Immoral dan Cacat Moral

- 29 Agustus 2023, 09:11 WIB
Gambar Ilustrasi Gam Cantoi, Serambi Indonesia
Gambar Ilustrasi Gam Cantoi, Serambi Indonesia /Hamdani/

PIKIRANACEH.COM - Berbicara tentang moral berarti kita membahas tentang etika. Belakangan topik etika banyak diulas oleh pengamat politik Rocky Gerung. Ia dikenal sebagai akademisi dan pengajar filsafat oleh sejumlah kalangan terutama para netizen yang kerap mengikuti ceramah-ceramahnya.

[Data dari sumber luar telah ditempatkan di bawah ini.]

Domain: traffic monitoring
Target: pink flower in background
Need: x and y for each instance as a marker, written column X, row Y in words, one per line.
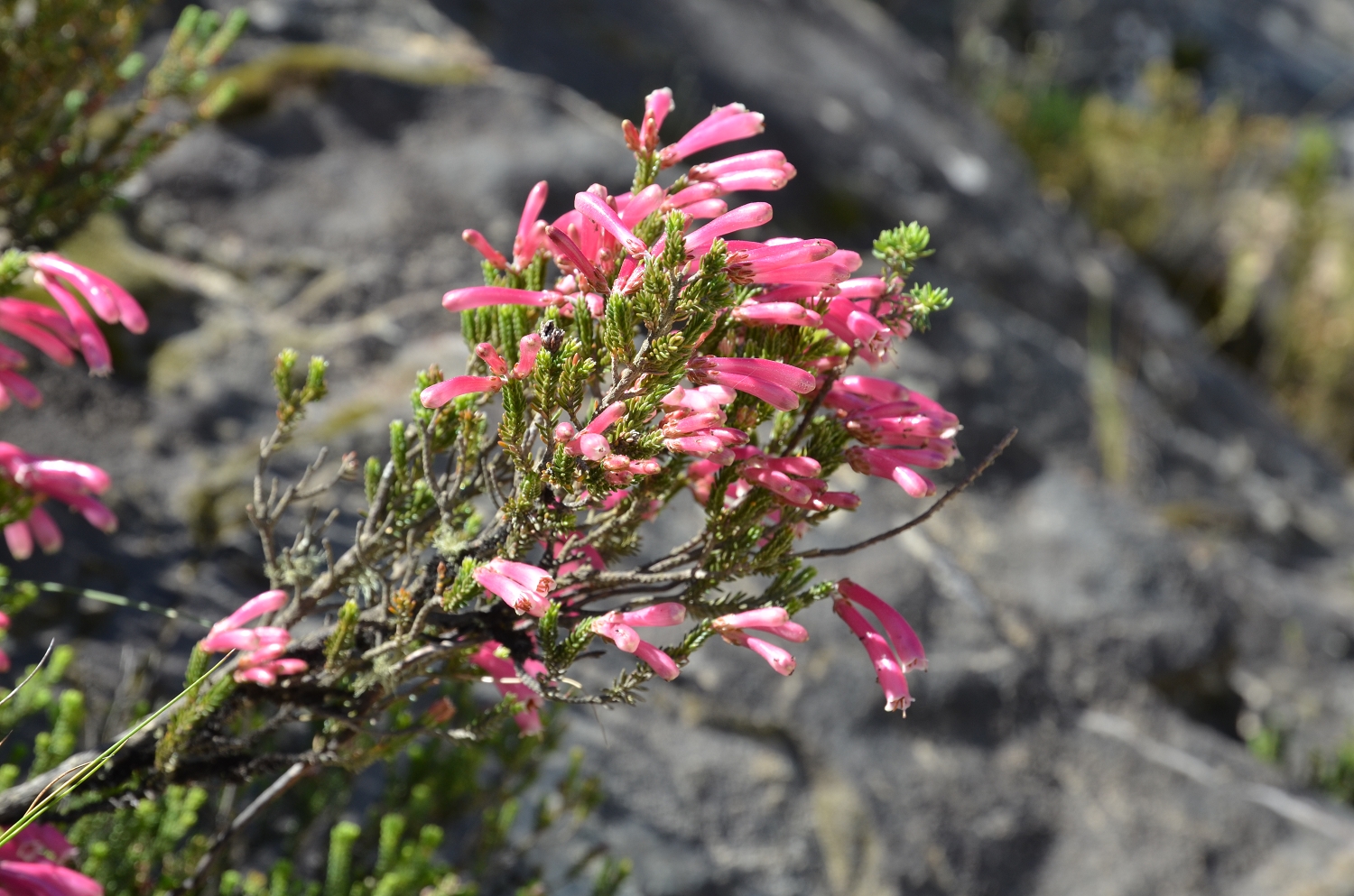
column 505, row 679
column 263, row 660
column 32, row 865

Melalui media sosial dan televisi Rocky Gerung menyapa masyarakat Indonesia dengan pemikirannya yang dikenal tajam dan kritis.

Rocky Gerung banyak menyoroti perilaku politisi dan pejabat publik yang menurutnya tidak becus mengurus negeri. Bahkan sentilan bajing*n t*l*l pun dialamatkan kepada jabatan presiden yang ia duga sang pejabatnya telah mengkhianati konstitusi.

Baca Juga: Selebgram Aceh Ditangkap Gegara Promosi Situs Judi Online di Medsos

Politisi yang layak dipilih sebagai pejabat publik menurut Rocky Gerung adalah mereka-mereka yang tidak memiliki masalah dengan etika dan moral. Katanya lagi, saat ini moral pejabat Indonesia sangat rendah.

Menurut Rocky Gerung pejabat Indonesia terlalu memikirkan elektabilitasnya. Sehingga melupakan etika dan moral. Bukan hanya tidak menghiraukan moral bahkan jika dengan sengaja melakukan pelanggaran-pelanggaran moral, maka ia disebut immoral.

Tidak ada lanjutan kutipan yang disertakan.